I’m in need of some advice. The “oh, that sucks for you dude” response to
my problem that I keep getting from my so-called friends isn’t helping me
out any.

My problem in a nutshell: I’ve just started having sex with “Guy,” and he
happens to be one of those silent-during-sex people. And when I say “silent,”
I mean exactly that. No moaning, no panting, no “oh yes!” — not even heavy
breathing. (I’m sorry, but the occasional “oh shit” before he comes so
doesn’t count.) None of this is really a huge problem in itself, but it is
when his silence totally creeps me out. It’s not like I expect him to be
Tarzan and shout down the plaster on my ceiling, but a little bit of verbal
responsiveness on his part would be nice. Hell, I’d settle for a heavy
sigh.

It isn’t just the silence either, but the fact that Guy is basically totally
non-responsive during sex. Aside from his erection, I wouldn’t know the guy
was even excited. He gives absolutely no verbal confirmation of it. Nor
does he give any change in facial expression either. It’s just plain
creepy. If I were to have sex with a blow-up doll (do they even make a male
version?), I’d imagine it would be just like having sex with Guy. Although I
have to say, hearing the air compress and decompress in the doll would be more
of a response than I can muster from my current partner.

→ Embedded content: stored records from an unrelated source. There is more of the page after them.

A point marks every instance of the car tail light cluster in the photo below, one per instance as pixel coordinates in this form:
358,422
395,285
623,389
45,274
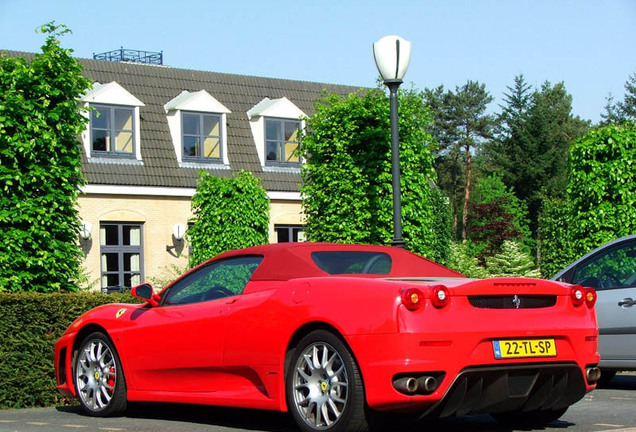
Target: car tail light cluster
413,298
581,295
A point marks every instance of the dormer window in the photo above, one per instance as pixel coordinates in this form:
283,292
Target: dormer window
281,141
113,129
201,137
197,125
276,126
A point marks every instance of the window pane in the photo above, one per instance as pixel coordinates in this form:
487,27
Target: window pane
123,142
190,124
211,125
352,262
272,131
131,262
100,118
272,151
101,140
131,235
123,119
111,261
282,235
190,146
109,235
291,131
291,154
211,148
110,280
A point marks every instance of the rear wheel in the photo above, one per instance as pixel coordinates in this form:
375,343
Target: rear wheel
324,386
532,419
99,378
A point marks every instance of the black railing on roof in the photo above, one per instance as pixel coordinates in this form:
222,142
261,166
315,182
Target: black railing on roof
135,56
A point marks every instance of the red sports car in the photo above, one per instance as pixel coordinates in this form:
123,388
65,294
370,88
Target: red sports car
336,334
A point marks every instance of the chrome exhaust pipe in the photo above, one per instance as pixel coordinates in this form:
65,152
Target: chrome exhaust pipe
592,374
407,385
427,384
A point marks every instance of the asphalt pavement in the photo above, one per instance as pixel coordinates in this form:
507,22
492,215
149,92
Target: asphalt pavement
609,409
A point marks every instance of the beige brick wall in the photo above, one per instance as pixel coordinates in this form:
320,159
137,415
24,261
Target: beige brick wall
158,216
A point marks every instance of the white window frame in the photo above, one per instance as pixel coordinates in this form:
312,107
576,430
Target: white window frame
111,95
200,102
278,109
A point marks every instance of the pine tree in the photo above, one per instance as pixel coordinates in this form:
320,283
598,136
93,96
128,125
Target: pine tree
512,262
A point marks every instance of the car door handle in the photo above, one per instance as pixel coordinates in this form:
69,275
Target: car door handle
627,302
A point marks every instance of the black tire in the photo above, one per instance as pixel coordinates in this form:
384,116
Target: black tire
98,377
530,419
324,388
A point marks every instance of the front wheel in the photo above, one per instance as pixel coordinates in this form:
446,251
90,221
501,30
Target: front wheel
99,378
324,386
531,419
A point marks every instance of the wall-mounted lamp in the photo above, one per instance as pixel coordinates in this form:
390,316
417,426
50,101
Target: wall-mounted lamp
178,231
85,230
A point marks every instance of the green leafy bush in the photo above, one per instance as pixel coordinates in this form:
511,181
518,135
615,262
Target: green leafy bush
229,213
40,168
602,187
31,323
347,194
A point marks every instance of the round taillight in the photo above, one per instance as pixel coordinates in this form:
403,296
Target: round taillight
439,296
578,295
590,297
412,298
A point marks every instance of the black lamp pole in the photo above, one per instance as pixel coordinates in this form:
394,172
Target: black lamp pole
392,55
398,241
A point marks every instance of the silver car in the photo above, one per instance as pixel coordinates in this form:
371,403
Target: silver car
611,270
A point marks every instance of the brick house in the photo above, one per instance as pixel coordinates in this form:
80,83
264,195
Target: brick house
159,126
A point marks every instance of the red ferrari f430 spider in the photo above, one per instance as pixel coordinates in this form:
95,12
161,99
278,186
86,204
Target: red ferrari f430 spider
336,334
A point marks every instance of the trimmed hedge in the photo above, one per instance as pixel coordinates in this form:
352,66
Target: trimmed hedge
30,323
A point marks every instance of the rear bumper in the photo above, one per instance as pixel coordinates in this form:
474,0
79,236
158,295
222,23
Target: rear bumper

I’m left with the conclusion that either Guy’s just really not that sexually
attracted to me, thus his lack of response, or this is just his normal,
typical behavior during sex. I’m sure there’s about a hundred different
things that could all be factors in why he sexually behaves the way he does,
but I just really don’t care to find out what they are. I’m 26; I really
don’t need Sexual-Project Ken Doll at this point in my life. Yet at the
same time, I’d feel like a real asshole if I were to ditch Guy just because
this ONE thing about him bothers me. The sex itself is good, but it would be
so much better if he would just moan or give me the “oh” face every once in
awhile. Let a girl know she’s doing it for you, dude!

I’ve told Guy, in the nicest possible way, that his
silence/non-responsiveness really unnerves me. He swears up and down that it
has nothing to do with me and that he’ll work on it. He also says that part
of his “problem” is that he’s just not a very responsive person in general.
I can understand what he’s saying…to a certain degree.

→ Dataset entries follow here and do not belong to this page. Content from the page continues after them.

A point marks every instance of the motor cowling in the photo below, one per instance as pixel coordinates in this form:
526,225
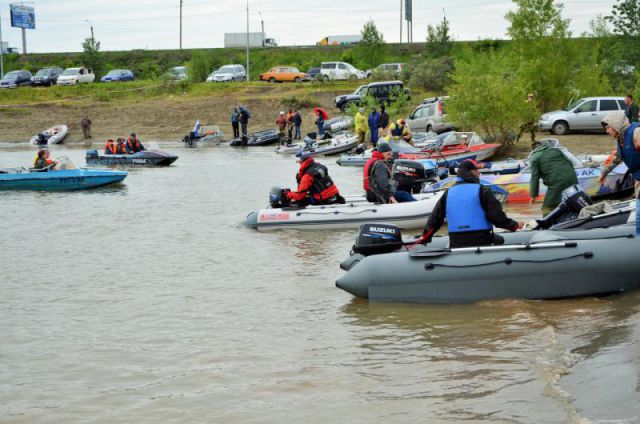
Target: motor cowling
574,199
278,197
375,239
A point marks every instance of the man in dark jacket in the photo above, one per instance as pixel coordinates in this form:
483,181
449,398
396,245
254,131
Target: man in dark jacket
557,173
471,211
377,176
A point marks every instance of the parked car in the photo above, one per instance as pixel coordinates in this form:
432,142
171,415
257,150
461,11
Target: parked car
430,116
118,75
382,91
313,72
340,71
46,76
228,73
16,79
386,68
284,73
73,76
178,73
583,114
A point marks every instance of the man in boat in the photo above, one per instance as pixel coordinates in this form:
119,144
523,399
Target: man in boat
471,211
377,181
315,186
133,144
399,131
627,137
557,173
110,147
121,149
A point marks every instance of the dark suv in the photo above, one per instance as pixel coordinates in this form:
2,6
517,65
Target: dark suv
382,91
46,76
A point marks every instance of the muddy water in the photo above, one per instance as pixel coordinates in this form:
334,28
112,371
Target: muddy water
150,302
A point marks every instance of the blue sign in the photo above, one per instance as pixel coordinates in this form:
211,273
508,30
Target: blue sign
23,16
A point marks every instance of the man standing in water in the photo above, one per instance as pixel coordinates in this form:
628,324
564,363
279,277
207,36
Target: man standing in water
85,123
627,137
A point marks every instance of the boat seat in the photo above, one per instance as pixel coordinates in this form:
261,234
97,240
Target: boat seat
546,236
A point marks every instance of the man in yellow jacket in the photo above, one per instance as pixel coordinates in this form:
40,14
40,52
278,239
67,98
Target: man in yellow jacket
361,125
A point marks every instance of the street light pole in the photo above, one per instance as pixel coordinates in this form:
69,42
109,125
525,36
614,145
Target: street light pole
262,25
248,66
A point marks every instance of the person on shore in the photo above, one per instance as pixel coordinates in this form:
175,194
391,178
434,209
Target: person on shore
377,178
631,109
399,131
361,125
384,122
235,122
315,186
297,122
85,123
133,144
471,211
121,149
320,124
374,121
110,147
627,137
244,120
290,125
557,173
281,122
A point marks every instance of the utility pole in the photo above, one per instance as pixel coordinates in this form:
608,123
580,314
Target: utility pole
248,66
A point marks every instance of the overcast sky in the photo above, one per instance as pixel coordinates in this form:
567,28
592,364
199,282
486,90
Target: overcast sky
154,24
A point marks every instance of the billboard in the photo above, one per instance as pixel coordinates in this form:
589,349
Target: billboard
23,16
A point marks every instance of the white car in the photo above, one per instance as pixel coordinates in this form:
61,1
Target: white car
73,76
340,71
228,73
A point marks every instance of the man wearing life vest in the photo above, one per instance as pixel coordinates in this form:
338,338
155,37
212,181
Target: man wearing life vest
627,136
133,144
471,210
314,184
110,147
377,180
399,131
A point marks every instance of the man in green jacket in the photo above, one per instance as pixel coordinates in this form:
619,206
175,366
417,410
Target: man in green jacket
557,173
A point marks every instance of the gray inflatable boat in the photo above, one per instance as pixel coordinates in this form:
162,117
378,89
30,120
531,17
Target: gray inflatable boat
531,265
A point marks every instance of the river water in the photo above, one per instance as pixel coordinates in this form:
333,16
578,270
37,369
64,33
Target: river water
150,302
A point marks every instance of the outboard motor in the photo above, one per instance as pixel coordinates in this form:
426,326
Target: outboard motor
574,199
278,197
410,175
375,239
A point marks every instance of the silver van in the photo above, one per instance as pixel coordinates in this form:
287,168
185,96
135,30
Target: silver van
584,114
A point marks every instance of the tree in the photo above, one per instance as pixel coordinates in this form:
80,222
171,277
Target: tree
372,47
438,39
91,56
625,17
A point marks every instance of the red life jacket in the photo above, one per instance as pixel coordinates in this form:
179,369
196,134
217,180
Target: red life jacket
375,156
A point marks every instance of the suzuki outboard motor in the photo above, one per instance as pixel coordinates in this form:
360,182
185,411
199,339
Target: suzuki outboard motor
375,239
574,199
278,197
410,175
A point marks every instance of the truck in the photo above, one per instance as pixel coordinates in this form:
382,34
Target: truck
239,39
339,40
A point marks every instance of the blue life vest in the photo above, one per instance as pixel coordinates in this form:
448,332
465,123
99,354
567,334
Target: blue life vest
464,210
628,152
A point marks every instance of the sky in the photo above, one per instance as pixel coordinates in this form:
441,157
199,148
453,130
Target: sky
61,25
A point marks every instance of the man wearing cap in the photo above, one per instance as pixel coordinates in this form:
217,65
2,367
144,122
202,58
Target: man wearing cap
471,211
627,137
555,169
377,181
314,184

But basically I’m just left wondering if we’re just sexually incompatible?
Or is it that I’m sexually inadequate for him? Because I’m starting to feel
like it must be me if I can’t even work the guy up enough to get him to
breathe heavily.

Any advice would be appreciated.

Thanks,
Sexually Encountered of the Silent Kind

Dear Silent,

Yes, I think the two of you are sexually incompatible. Not that there’s anything wrong with keeping it on the extreme down-low during sex, I guess, if your partner doesn’t mind, but here’s the thing — you find it unnerving, you’ve told him so, and nothing has changed.

If you had a relationship of any length, I’d suggest counseling for the two of you, maybe, but you only just started sleeping with him and it’s already not working for you. So, don’t sleep with him anymore.